SB2026070630 - openEuler 22.03 LTS SP4 update for nodejs
Published: July 6, 2026
Breakdown by Severity
- Low
- Medium
- High
- Critical
Description
This security bulletin contains information about 3 vulnerabilities.
1) Uncaught Exception (CVE-ID: CVE-2025-59465)
CWE-ID: CWE-248 - Uncaught Exception
CVSSv4: CVSS:4.0/AV:N/AC:L/AT:N/PR:N/UI:N/VC:N/VI:N/VA:H/SC:N/SI:N/SA:N/E:U/U:Green
The vulnerability allows a remote attacker to cause a denial of service.
The vulnerability exists due to improper error handling in the HTTP/2 server when receiving a malformed HEADERS frame with oversized invalid HPACK data. A remote attacker can send a specially crafted HTTP/2 HEADERS frame to cause a denial of service.
This primarily affects applications that do not attach explicit error handlers to secure sockets.
2) Path manipulation (CVE-ID: CVE-2026-21637)
CWE-ID: CWE-249 - DEPRECATED: Often Misused: Path Manipulation
CVSSv4: CVSS:4.0/AV:N/AC:L/AT:N/PR:N/UI:N/VC:N/VI:N/VA:H/SC:N/SI:N/SA:N/E:U/U:Amber
The vulnerability allows a remote attacker to cause a denial of service.
The vulnerability exists due to improper error handling in _tls_wrap.js when processing TLS SNI handshake requests.
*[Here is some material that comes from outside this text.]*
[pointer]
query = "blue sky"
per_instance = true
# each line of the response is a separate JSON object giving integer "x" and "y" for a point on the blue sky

A remote attacker can send a specially crafted request with unexpected servername input to cause an uncaught exception, crashing the Node.js process.
Exploitation occurs during TLS handshake when SNICallback is configured and throws synchronously.
3) Missing release of memory after effective lifetime (CVE-ID: CVE-2026-21714)
CWE-ID: CWE-401 - Missing release of memory after effective lifetime
CVSSv4: CVSS:4.0/AV:N/AC:L/AT:N/PR:N/UI:N/VC:N/VI:N/VA:H/SC:N/SI:N/SA:N/E:U/U:Green
The vulnerability allows a remote attacker to cause resource exhaustion.
The vulnerability exists due to a memory leak in the HTTP/2 server implementation when processing WINDOW_UPDATE frames on stream 0. A remote attacker can send WINDOW_UPDATE frames that exceed the maximum flow control window, causing the Http2Session object to remain allocated despite sending a GOAWAY frame.
The server fails to clean up the Http2Session object after connection termination, leading to unbounded memory consumption.
Remediation
Install update from vendor's website.